- IATA: none; ICAO: KPMZ; FAA LID: PMZ;

Summary
- Airport type: Public
- Owner: Washington County
- Serves: Plymouth, North Carolina
- Elevation AMSL: 39 ft / 12 m
- Coordinates: 35°48′39″N 076°45′30″W﻿ / ﻿35.81083°N 76.75833°W
- Interactive map of Plymouth Municipal Airport

Runways
| Direction | Length |  | Surface |
| ft | m |
| 3/21 | 5,500 | 1,676 | Asphalt |

Statistics (2008)
- Aircraft operations: 11,275
- Based aircraft: 13
- Source: Federal Aviation Administration

= Plymouth Municipal Airport (North Carolina) =

Plymouth Municipal Airport is a county-owned, public-use airport located two nautical miles (3.7 km) south of the central business district of Plymouth, in Washington County, North Carolina, United States. According to the FAA's National Plan of Integrated Airport Systems for 2009–2013, it is classified as a general aviation airport.

Although many U.S. airports use the same three-letter location identifier for the FAA and IATA, this airport is assigned PMZ by the FAA but has no designation from the IATA (which assigned PMZ to Palmar Sur Airport in Palmar Sur, Costa Rica).

== Facilities and aircraft ==
Plymouth Municipal Airport covers an area of 390 acre at an elevation of 39 feet (12 m) above mean sea level.
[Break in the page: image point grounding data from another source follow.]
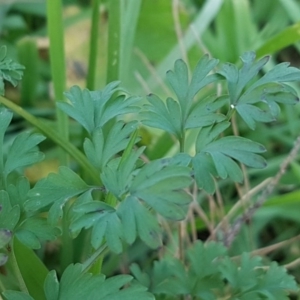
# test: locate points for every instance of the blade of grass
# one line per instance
(90, 82)
(28, 57)
(202, 21)
(128, 30)
(286, 37)
(292, 8)
(31, 268)
(114, 36)
(56, 138)
(57, 63)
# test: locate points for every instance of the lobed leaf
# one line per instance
(9, 70)
(94, 109)
(23, 152)
(75, 284)
(55, 190)
(269, 89)
(101, 149)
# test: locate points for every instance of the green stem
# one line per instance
(58, 66)
(17, 272)
(90, 83)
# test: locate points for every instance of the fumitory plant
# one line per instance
(122, 197)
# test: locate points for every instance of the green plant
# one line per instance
(130, 197)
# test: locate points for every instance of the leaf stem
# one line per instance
(17, 272)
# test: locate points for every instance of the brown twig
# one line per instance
(263, 197)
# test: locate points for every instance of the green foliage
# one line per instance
(208, 273)
(74, 284)
(9, 70)
(133, 195)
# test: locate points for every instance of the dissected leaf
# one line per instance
(75, 284)
(23, 152)
(102, 148)
(217, 157)
(161, 186)
(137, 220)
(269, 89)
(175, 117)
(56, 189)
(105, 222)
(5, 237)
(94, 109)
(159, 116)
(179, 82)
(9, 70)
(33, 230)
(14, 295)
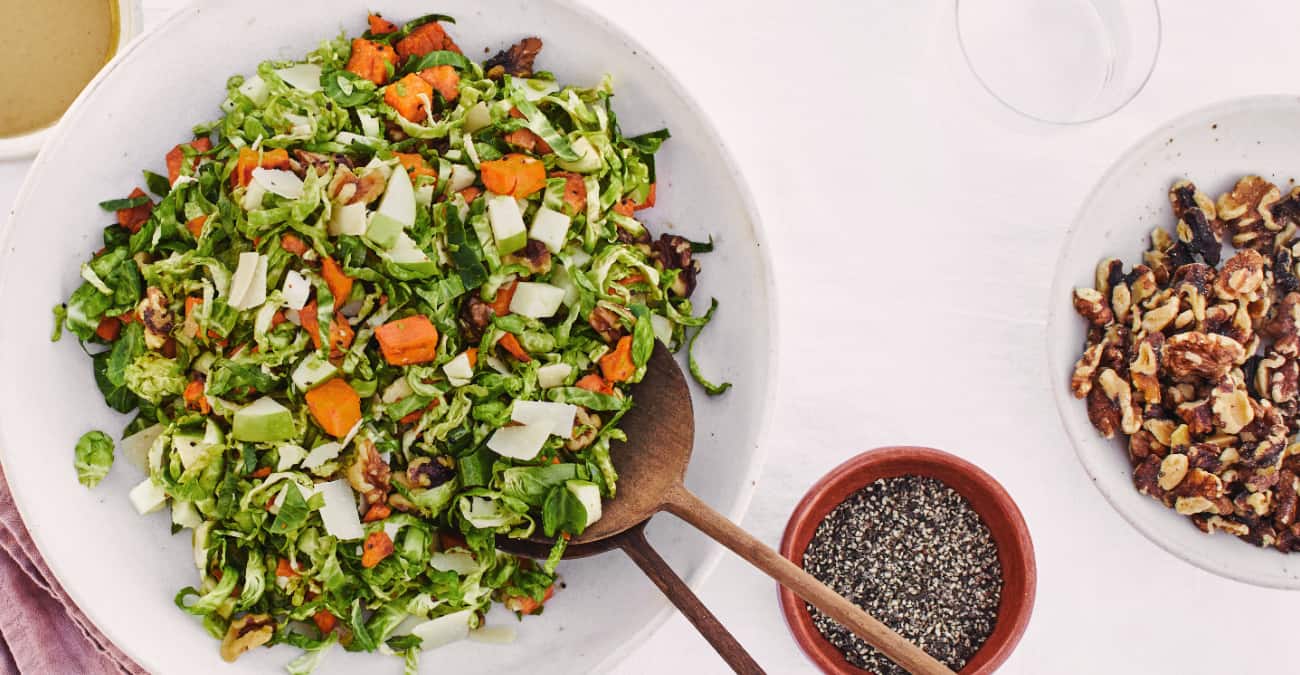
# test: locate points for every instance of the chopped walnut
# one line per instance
(1240, 277)
(368, 474)
(585, 427)
(156, 317)
(610, 327)
(674, 252)
(1119, 393)
(245, 634)
(1248, 202)
(1092, 306)
(1201, 355)
(1196, 360)
(518, 60)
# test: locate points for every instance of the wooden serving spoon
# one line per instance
(635, 544)
(651, 468)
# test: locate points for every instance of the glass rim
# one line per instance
(1116, 108)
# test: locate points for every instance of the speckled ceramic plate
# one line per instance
(1213, 147)
(124, 570)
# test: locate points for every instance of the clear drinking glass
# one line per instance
(1061, 61)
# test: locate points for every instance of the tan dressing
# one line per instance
(48, 51)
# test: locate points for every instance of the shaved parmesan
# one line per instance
(297, 290)
(278, 182)
(443, 630)
(557, 418)
(519, 442)
(306, 77)
(339, 510)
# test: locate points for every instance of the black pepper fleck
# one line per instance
(914, 554)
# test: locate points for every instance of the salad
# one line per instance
(384, 311)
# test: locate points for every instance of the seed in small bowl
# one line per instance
(914, 554)
(924, 541)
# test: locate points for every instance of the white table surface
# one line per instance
(921, 217)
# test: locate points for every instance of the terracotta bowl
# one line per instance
(997, 510)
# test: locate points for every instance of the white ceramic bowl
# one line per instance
(130, 22)
(124, 570)
(1213, 147)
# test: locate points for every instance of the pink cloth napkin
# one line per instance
(40, 628)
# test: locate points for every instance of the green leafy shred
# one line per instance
(330, 398)
(94, 458)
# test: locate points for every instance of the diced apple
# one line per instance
(321, 454)
(369, 124)
(459, 371)
(242, 278)
(290, 454)
(550, 226)
(476, 117)
(534, 89)
(193, 445)
(255, 87)
(589, 494)
(263, 420)
(254, 195)
(588, 158)
(248, 284)
(384, 230)
(147, 497)
(185, 515)
(460, 177)
(135, 448)
(395, 392)
(536, 301)
(424, 195)
(662, 327)
(553, 375)
(507, 224)
(398, 200)
(297, 290)
(349, 219)
(306, 77)
(312, 371)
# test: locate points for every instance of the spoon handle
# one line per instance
(637, 548)
(687, 506)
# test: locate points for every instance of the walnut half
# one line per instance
(245, 634)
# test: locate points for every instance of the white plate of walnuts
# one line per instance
(1174, 338)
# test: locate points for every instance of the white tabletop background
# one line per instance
(915, 225)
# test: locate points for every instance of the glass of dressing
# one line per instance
(61, 44)
(1061, 61)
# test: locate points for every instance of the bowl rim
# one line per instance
(1149, 528)
(130, 25)
(748, 481)
(995, 505)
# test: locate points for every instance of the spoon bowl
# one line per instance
(651, 467)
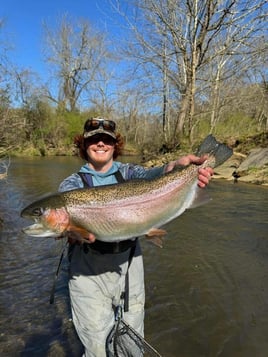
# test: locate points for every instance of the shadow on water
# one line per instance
(206, 289)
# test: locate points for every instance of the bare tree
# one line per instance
(197, 34)
(77, 55)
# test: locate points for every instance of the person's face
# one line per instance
(100, 150)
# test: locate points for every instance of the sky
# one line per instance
(23, 28)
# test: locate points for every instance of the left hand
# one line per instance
(204, 174)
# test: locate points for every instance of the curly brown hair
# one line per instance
(81, 144)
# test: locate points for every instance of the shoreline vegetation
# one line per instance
(249, 162)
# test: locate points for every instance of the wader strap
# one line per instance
(52, 294)
(86, 178)
(125, 294)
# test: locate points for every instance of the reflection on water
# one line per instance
(206, 289)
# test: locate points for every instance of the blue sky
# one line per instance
(23, 24)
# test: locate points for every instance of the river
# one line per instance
(206, 289)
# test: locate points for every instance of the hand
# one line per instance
(204, 174)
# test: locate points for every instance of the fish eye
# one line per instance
(38, 211)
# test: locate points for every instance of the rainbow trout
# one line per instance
(130, 209)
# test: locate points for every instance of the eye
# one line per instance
(38, 211)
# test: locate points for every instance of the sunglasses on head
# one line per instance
(93, 124)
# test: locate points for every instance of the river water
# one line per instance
(206, 290)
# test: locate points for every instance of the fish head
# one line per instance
(50, 216)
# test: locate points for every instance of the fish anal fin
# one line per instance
(156, 236)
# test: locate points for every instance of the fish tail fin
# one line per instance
(211, 146)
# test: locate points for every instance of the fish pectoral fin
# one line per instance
(156, 236)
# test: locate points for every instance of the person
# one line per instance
(98, 270)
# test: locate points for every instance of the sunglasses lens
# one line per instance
(94, 124)
(108, 125)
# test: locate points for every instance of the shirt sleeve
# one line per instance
(71, 183)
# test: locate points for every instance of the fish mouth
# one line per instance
(39, 230)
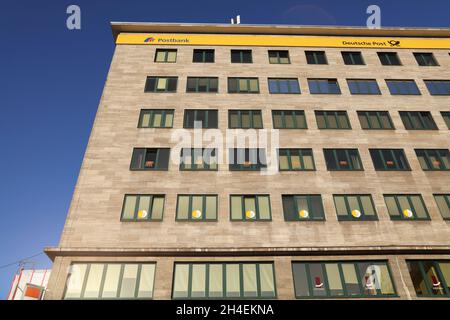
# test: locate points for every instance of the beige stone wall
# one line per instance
(94, 216)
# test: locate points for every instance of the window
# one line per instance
(389, 59)
(206, 119)
(279, 56)
(438, 87)
(161, 84)
(197, 207)
(202, 84)
(245, 119)
(247, 159)
(375, 120)
(430, 278)
(224, 280)
(332, 120)
(243, 85)
(351, 279)
(295, 159)
(324, 86)
(362, 86)
(446, 116)
(289, 119)
(142, 207)
(355, 207)
(156, 118)
(342, 159)
(352, 58)
(250, 208)
(425, 59)
(434, 159)
(417, 120)
(110, 281)
(203, 55)
(166, 55)
(283, 85)
(198, 159)
(316, 57)
(406, 207)
(302, 207)
(389, 159)
(402, 87)
(443, 203)
(241, 56)
(150, 159)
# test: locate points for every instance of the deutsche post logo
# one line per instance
(394, 43)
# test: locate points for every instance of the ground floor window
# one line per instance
(430, 278)
(342, 279)
(110, 281)
(224, 280)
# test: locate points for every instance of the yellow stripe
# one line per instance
(282, 41)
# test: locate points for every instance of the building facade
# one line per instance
(358, 205)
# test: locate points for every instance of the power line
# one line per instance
(20, 261)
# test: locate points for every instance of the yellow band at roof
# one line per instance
(281, 41)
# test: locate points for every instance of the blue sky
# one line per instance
(51, 80)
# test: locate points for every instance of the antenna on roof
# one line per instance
(238, 20)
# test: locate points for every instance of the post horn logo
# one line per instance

It has one runway designated 3/21 with an asphalt surface measuring 5,500 by 75 feet (1,676 x 23 m).

For the 12-month period ending November 21, 2008, the airport had 11,275 aircraft operations, an average of 30 per day: 80% general aviation, 18% military, and 2% air taxi. At that time there were 13 aircraft based at this airport: 77% single-engine, 15% multi-engine and 8% helicopter.